Neye niyet kime kısmet!

Fransa Gündemi
Paris denilince Seine nehri anılmadan ve onu çevreleyen tarihi doku görülmeden edilemiyor. Paris'in etrafından dolanarak gelen nehir kent merkezini adeta ikiye bölmüş. Bu bölünmüşlük, aynı zamanda kentin sosyo-ekonomik, kültürel yapısında da bir farklılaşmayı işaret ediyor. Seine nehrinin oluşturduğu bu iki yakayı Paris'in yüzyıllara dayanan tarihi köprüler sağlıyor. Köprülerin üzerindeki tarihsel figür ve heykelleri her yıl milyonlar görmeye gelir. Bu her bir köprünün bir adı ve tarihsel bir anlamı vardır. Kimisi Fransız tarihinden krallar tarafından inşa edilmiş. Köprüler arasında Pont des Arts (Sanatlar Köprüsü), yüzyıllar içerisinde "Aşıklar Köprüsü" olarak kendine yeni bir ad almış bulunuyor!
Pont des Arts, hangi tarihte ilk olarak kimin tarafından yapıldığı bilinmemekle birlikte, köprüyü çevreleyen ızgara biçimindeki koruyucu bölgelere asma kilitler asılıyor. Zamanla, bölgede geçen çiftler, turistler, ellerinde kilitlerle köprü başında görülmeye başlanıyor. Başkent Paris'i ziyaret eden çiftlerinde geleneği haline gelen "aşklarının ölümsüzlüğünü" simgeleyen asma kilitler, hızla çoğalmaya başlıyor. Tabii beraberinde, köprü etrafında daha çok Kuzey Afrikalı olan kilit satıcıları yeni bir pazar oluşmuş.
Geçtiğimiz yıl köprü üzerinde bulunan kilitlerin, köprüye zarar verme riski düşünülerek, Paris Büyükşehir belediyesi tarafından köprü etrafındaki ızgaralarda bulunan kilitli bölümler değiştirildi. Bu yeni durum, kilit asma konusunda çiftleri durdurmadı. Bu kez aynı bölgede bulunan farklı köprüler üzerindeki ızgaralara kilitler asılmaya başlandı. Belediye bugüne kadar topladığı kilitleri tartım işlemleri sırasında 65 bin ton ağırlığında kilit elde ettiğini açıkladı. Paris Büyükşehir Belediyesi bugünlerde kilitlere dair yeni bir projeyi kamuoyuyla paylaştı.
Projeye göre eritilmesi durumunda 100 bin Euro değerinde olan kilitler önce satışa çıkarılacak.

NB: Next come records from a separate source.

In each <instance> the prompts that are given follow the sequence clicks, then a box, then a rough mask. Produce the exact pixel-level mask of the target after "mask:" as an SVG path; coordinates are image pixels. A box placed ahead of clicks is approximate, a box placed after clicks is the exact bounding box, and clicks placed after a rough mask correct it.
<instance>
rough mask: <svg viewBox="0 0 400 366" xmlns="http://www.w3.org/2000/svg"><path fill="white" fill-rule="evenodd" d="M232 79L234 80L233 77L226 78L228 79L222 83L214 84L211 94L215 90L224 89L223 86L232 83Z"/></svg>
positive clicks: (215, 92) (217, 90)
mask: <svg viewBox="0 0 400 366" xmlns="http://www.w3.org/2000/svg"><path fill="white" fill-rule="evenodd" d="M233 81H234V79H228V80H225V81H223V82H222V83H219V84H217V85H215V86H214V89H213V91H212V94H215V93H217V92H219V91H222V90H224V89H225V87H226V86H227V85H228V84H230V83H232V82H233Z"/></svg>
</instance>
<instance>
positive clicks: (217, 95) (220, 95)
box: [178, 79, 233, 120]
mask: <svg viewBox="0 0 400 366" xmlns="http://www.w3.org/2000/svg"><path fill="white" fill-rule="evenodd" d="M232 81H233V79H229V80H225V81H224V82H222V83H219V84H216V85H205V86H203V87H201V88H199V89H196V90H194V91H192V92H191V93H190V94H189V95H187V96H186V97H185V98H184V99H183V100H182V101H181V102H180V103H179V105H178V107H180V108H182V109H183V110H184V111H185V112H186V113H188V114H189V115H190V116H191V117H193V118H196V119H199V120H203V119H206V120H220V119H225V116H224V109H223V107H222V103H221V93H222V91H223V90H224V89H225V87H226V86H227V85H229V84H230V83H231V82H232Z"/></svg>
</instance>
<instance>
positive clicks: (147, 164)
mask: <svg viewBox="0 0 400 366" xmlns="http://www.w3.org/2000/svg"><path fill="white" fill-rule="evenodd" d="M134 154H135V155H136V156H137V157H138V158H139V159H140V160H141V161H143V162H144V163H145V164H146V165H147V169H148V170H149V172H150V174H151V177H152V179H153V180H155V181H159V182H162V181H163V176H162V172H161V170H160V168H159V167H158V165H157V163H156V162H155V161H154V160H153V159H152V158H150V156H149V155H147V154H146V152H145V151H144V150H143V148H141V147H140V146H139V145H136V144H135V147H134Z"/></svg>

Satılmaması durumunda ise ilgili bir merkeze verilip eritilerek elde edilen gelir, Paris'e gelen göçmenler için kullanılacak.
Paris Belediyesi, geçtiğimiz yıldan bu yana göçmenler için değişik projeler geliştiriyor. Önce göçmenler için çalışma yürütecek, projesi olan derneklere fon sağladı. Söz konusu fonları alan derneklerin, göçmenler konusunda kalıcı projeler üretme şansı yoktu. Bu nedenle derneklerin faaliyeti daha çok günlük ihtiyaçları karşılama biçimine dönüştü. Devamında belediye, Paris'te hem evsizler için hem de göçmenler için tahliye edilmiş eski kamu binalarını barınma merkezine dönüştürmek için çeşitli girişimlerde bulundu. Belediye bu nedenle kentin, sağ ve zengin yanının öfkesini üstüne çekti. Kimi barınma merkezleri kundaklandı. Failler bulunamadı. Porte Chapelle bölgesinde yapılan 400 kişilik göçmen kampı ise büyük tartışmalarla geçtiğimiz günlerde açılabildi.
Kilit takanlar görüldüğünde insana, "bir kilitten bile insanlar medet umar oldu" dedirten durum, belediyenin projesiyle insani bir amaca dönüştü. On yıllardır Paris'in geleneği haline gelen Pont des Arts'a asma kilit asmak, belediyenin açmış olduğu bu yeni yöntemle bir göçmenin üzerinde belki bir hırkaya, belki de bir tas çorbaya dönüşecek!